Let's suppose the investments within your bond return 4% growth and 3% income a year, a total of 7%, you'd expect the bond to increase in value by around 2% a year after the 5% withdrawal (ignoring charges). Likewise, if the investments return 4% growth but don't pay an income then you'd expect the bond value to reduce by about 1% a year after the withdrawal.
One of the advantages of using Skandia is that they offer a choice of around 500 investment funds to hold within your bond (list here). So your bond's performance will obviously depend on which fund(s) you hold. Even if you're invested in UK stockmarket funds it's unlikely their performance will have mirrored the FTSE 100 (hopefully it's better!), so it's difficult to apply a broad expected percentage growth for the period since buying the bond.
If you want to check the funds held in your bond and list them in the comments section below I'll take a look and try to gauge whether you should be concerned about performance to date. And, more importantly, whether they're appropriate for you.
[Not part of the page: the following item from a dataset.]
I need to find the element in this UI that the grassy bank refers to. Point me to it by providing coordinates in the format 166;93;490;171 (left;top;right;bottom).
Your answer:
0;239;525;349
Meanwhile, a very rough calculation based on FTSE 100 returns over the period. Let's assume you invested £10,000 4 years ago. I'd have expected about 5% to have been deducted as an initial charge (it might have been different depending the adviser's commission terms/deals applying at that time), so your £10,000 becomes £9,500. Since then the index has fallen from about 6200 to 6000 - a 3% fall. Annual fund management charges of around 1.25% plus Skandia's annual bond charge of 0.75% will have wiped c8% off the value, although annual dividends of around 3% will have added c12%. Take off annual 5% withdrawals and your initial £10,000 investment might be worth around £7,700.
Assuming an investment bond is an appropriate investment for you then Skandia is not a bad place to be, but it's important to ensure you're invested in decent underlying funds that are suitable for your needs. It's straightforward and free to switch funds within your bond, if need be.